Need a PHP programmer with web scraping experience. We need to scrap a website for a distributor. This completely legit. The distributor does not provide a product feed, but has given us permission to copy data from their site.
The script does not need to have a web interface. We simply need a script to run as a cron job and do the following:
1) visit the site and spider through the pages
2) pull information from the page and store into MySQL database. The information required is product name, sku, availability, product image url, product description, price, product URL, etc.
3) If the product exists, an update will be performed
4) if the product does not exist, it will be added
A second cron is required to clean our database. That is, it will run through all the products that have not been updated in the last day and check the same site. (you could use the same models) to see if the product still exists. If the product has been removed, the product will need to be inactivated.
These are the fields of the database:
product retail price
product distributor price
product image url
date last updated
date last checked
(this is most, may need to add a couple).
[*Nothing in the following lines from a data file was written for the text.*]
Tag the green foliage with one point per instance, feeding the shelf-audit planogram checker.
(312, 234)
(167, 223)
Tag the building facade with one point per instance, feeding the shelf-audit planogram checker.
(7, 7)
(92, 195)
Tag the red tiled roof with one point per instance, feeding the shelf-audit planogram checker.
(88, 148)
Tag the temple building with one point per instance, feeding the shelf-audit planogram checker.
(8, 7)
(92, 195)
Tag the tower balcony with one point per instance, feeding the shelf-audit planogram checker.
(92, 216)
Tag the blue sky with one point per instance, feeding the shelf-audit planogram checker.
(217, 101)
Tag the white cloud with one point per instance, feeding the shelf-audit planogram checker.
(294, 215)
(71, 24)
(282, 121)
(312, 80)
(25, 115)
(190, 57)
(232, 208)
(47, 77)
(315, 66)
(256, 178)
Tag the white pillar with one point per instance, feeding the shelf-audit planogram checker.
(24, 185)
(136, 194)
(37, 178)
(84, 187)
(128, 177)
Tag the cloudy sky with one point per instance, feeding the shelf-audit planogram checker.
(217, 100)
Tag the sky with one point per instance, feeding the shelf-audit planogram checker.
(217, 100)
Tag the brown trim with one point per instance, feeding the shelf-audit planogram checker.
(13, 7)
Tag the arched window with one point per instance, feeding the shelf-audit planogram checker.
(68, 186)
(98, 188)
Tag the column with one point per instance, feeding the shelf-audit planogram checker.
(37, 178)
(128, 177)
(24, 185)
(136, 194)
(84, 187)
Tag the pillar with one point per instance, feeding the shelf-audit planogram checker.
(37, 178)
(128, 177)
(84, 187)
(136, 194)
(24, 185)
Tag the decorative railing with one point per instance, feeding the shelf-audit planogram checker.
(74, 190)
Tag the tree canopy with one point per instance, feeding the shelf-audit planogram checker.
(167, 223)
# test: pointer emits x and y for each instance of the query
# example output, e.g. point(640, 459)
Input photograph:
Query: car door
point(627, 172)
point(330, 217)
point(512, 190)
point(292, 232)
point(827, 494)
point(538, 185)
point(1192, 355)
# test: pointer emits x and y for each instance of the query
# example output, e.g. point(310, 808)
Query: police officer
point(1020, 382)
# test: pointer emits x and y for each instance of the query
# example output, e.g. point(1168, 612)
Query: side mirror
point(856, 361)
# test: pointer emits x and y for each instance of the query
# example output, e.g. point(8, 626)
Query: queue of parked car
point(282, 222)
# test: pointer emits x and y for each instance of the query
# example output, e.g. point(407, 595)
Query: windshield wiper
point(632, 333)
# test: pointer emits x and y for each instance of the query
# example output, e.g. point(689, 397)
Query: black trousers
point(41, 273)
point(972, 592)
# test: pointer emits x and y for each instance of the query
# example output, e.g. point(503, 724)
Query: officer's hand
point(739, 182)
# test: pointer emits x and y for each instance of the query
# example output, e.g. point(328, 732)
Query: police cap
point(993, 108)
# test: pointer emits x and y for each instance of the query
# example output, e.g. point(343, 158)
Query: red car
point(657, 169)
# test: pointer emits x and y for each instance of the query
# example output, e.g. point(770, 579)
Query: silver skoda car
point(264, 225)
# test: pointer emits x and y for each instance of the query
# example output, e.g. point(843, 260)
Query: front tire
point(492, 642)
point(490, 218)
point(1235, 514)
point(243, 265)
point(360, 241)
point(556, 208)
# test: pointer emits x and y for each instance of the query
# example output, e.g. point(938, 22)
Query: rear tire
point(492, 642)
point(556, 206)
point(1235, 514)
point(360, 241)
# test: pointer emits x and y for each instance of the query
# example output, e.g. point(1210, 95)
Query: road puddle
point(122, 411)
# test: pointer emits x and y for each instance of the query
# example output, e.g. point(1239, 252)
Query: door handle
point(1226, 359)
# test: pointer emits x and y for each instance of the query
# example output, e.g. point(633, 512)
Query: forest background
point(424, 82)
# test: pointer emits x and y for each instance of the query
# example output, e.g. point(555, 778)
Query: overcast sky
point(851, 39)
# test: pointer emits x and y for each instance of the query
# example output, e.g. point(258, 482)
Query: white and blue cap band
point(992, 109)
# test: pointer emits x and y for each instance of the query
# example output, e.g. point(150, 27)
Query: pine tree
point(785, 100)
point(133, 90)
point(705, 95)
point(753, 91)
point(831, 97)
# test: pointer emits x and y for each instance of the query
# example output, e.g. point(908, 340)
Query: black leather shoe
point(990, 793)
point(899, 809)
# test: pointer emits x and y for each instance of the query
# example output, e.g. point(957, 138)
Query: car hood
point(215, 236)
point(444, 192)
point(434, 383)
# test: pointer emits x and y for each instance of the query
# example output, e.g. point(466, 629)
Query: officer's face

All actions to the DB must be logged in a log file. A simple log is required to be a txt file (or Mysql database log). That must be logged:
2) product sku
3) action taken - added, updated, removed (inactive).
This code must be written OO and documented with DB models. This is for a fixed price bid. No hourly rate. Full payment only when the project is successfully complete. My budget is a desired budget, bid appropriately based on the amount you require to complete the job successfully. No partial payments, no up-front bids accepted.
The script will be installed on my web server and will run for 1 week to verify functionality prior to releasing payment. Any errors, bugs, or incorrect functionality as defined above will need to be corrected before payment.